Professional Communication Ethics: A “Course Journey”

Reluctant to teach online as I mentioned in my video, I recently exchanged emails with students from my CAS 842 Professional Communication Ethics course offered for the first time last spring. The messages illustrate that instructors and students vis-à-vis an online course can have interpersonal connections. Prior to beginning this “course journey,” I expected little or no off-course interaction, let alone, communication after the course ended. 

Julia Lemke emailed this in August:

“Hi Geri! I hope you are doing well and enjoying your summer. I started watching "The Good Place" on Netflix and I think you would get a kick out of it. The premise is that Kristin Bell's character accidentally ended up in heaven (aka the good place) and her soul mate, a professor of ethics, is trying to teach her how to be a good person. Also, she wears U of M clothes because she's supposed to be a UM Law grad. Maybe you can tie the show into your curriculum somehow. ;)”

I responded, letting her know a student in my graduate theory course wrote a paper last fall about the cultural diversity and socio economic elitism of The Good Place’s characters. Julia then shared photos from her wedding with me, as her soulmate is an MSU alumnus who worked on a couple of my documentary films when he was a student. One of their groomsmen was also my professorial assistant when he was a freshman.

Touched and taken aback, I felt I had a meaningful conversation with Julia, who lives in California, despite the challenges of time and geography. I resisted teaching online because I feared not being able to engage and get to know my students. How rich could communication be when it’s mediated by a laptop?

This email exchange, along with others throughout and after the course, illustrated that one could connect with students in an online course. Another student emailed me, wanting to know if I heard Daniel Bereluk won the Pulitzer Prize for Breaking News Photography for images published in The New York Times to tell the story of the Philippine government’s war on drugs by killing at least 7,000 suspected drug users and dealers. One image that was especially haunting was a photo he snapped of a girl inconsolable, mourning at the funeral of her father. I had students examine Bereluk’s photos and listen to his interview to determine the necessity of the graphic rawness of his images. This was part of the weekly homework that used case studies to excavate ethics.

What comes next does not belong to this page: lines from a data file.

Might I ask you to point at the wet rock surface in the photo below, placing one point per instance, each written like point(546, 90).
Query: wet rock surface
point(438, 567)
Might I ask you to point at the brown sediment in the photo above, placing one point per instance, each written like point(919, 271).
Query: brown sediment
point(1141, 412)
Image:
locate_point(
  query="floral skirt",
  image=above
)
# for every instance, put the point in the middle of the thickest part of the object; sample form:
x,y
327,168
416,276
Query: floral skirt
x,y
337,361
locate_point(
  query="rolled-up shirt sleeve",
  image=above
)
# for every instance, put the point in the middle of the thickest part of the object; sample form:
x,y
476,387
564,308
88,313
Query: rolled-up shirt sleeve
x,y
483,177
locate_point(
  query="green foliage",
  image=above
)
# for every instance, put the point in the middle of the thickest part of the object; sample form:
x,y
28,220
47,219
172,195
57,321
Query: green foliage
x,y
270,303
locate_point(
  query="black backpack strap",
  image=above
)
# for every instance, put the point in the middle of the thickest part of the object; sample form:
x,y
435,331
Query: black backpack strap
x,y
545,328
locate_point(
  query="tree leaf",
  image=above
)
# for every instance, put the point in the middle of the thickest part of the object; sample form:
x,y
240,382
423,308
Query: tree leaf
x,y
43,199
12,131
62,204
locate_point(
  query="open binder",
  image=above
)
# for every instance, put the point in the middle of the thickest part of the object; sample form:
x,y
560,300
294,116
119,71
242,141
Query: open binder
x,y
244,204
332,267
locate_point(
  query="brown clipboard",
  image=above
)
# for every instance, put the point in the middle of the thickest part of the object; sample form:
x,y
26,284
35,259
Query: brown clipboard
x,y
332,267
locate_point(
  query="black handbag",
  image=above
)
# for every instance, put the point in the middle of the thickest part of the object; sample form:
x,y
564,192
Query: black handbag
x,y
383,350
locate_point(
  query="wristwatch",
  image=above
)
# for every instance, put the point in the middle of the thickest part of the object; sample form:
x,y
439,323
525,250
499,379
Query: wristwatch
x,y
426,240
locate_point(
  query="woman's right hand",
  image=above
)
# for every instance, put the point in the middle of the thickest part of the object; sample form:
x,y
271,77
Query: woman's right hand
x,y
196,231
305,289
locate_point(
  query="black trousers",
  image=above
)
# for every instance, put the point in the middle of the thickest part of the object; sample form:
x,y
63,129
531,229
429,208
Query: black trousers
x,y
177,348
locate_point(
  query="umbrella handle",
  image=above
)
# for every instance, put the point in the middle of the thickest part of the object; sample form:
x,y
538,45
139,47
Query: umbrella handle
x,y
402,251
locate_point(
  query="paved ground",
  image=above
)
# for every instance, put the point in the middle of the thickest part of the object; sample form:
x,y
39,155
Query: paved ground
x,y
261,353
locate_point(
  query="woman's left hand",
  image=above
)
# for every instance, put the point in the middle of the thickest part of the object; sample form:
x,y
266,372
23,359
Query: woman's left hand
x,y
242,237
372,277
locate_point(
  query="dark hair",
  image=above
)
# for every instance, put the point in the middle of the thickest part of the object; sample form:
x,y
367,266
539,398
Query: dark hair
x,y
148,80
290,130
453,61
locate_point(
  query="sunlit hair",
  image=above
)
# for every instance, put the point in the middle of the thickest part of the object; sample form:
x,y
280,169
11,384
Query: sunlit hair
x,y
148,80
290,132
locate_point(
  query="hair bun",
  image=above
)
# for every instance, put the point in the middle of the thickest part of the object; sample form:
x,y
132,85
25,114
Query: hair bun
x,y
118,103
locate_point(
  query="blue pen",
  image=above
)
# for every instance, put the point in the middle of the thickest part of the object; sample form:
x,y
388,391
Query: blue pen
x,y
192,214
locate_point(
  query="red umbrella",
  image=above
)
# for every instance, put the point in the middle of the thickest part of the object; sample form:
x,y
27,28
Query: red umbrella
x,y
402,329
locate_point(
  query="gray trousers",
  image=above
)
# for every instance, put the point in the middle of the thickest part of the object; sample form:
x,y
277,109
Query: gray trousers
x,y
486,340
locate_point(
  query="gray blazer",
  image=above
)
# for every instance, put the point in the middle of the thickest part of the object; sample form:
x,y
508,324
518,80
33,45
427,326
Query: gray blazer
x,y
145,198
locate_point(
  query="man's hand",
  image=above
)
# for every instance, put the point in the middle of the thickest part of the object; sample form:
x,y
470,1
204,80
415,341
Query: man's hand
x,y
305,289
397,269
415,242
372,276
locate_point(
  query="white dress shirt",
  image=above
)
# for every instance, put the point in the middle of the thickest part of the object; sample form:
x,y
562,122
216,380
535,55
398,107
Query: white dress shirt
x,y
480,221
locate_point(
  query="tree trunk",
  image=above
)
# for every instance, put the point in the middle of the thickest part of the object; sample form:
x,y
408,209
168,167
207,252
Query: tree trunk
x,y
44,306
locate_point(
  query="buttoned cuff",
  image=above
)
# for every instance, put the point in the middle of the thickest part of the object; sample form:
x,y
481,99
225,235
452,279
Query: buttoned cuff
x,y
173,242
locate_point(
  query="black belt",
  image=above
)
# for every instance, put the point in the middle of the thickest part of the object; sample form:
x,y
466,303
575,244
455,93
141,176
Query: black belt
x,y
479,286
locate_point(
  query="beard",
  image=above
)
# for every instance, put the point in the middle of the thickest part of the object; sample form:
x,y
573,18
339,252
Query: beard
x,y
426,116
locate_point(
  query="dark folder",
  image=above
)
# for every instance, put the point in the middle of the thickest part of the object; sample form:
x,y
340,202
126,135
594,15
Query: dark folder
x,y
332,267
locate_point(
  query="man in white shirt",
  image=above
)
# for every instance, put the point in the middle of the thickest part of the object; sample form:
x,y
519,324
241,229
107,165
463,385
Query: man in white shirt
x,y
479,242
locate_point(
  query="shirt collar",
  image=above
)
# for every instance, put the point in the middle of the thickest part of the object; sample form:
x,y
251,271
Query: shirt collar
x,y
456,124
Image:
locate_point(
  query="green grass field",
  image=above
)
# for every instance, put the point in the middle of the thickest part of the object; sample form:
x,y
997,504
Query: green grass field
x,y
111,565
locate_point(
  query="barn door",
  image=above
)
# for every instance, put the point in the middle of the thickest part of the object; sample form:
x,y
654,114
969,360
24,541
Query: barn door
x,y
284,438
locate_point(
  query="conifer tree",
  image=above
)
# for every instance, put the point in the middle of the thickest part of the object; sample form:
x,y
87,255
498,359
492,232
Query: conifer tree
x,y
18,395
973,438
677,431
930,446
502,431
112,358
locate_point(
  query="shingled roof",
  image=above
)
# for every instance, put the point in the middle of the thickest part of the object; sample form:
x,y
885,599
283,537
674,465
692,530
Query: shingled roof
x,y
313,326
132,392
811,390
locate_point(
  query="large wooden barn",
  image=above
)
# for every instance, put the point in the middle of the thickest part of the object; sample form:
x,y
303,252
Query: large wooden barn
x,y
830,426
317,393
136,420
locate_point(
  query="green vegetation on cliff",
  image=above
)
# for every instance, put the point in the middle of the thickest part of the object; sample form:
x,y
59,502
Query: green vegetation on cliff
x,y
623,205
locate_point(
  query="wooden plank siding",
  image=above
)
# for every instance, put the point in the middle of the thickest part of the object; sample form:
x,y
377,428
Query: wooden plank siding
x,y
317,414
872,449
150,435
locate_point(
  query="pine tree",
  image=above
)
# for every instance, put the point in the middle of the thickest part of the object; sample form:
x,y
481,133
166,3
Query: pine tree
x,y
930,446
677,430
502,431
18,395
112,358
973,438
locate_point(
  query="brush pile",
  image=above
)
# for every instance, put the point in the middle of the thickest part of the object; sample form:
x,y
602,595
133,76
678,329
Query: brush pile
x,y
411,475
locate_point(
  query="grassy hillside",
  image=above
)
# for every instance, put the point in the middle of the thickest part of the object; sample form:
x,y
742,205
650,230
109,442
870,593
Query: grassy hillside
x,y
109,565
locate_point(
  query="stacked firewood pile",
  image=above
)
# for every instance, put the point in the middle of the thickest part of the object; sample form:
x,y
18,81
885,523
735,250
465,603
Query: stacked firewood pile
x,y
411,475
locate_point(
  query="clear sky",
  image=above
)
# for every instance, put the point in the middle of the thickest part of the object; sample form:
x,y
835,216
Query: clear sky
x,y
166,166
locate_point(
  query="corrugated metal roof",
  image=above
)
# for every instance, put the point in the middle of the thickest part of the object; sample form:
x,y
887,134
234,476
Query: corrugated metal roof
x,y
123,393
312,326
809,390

A few weeks ago, another student, Jennifer Orlando, emailed me, wanting to share this project that highlighted people in different neighborhoods in Detroit. Orlando thought I might enjoy it because it was similar in structure to TheAve, a project I worked on that featured businesses along Michigan Avenue in Lansing. As I step in to teach the Strategic Online Master’s program for the second time, I hold on tight to these unexpected email exchanges. I am reflective of and grateful to learning about online learning from Keesa Johnson, an MSU online instructional designer.

She gave professors who were averse like myself, as well as online veterans, resources and directions as they developed their courses. Keesa Plato-ified my course from day one by encouraging students to broaden narrow conceptions of online learning and to “know thyself.” That first day, Keesa set the topical tone of Professional Communication Ethics by introducing one of the dozen or so philosophers who we channel in this course— Jesus, Machiavelli, Confucius, Buddha, Kant, etc. By applying Harvard Professor’s Ralph Potter’s Box, students can splinter out their values and loyalties to help them see through ethical conundrums.

This Plato-esque beginning was appropriate, as it set a philosophical tone that by studying ourselves —our thoughts and our impulsions— combined with the teachings of others, we can transform our ethical decision-making. On the first day of the online course, she quoted Plato’s Republic:

"And isn't it a bad thing to be deceived about the truth, and a good thing to know what the truth is? For I assume that by knowing the truth you mean knowing things as they really are. What is at issue is the conversion of the mind from the twilight of error to the truth that climb up into the real world which we shall call true philosophy.”

And that’s why I teach. That’s why I became an academic— it placed me in a position where I can be a lifelong learner, gleaning information from students and texts to find truths. I am ecstatic about continuing this “course journey”, as it allows me to dig deeper into ethics and to communicate with students who may be separated by many miles.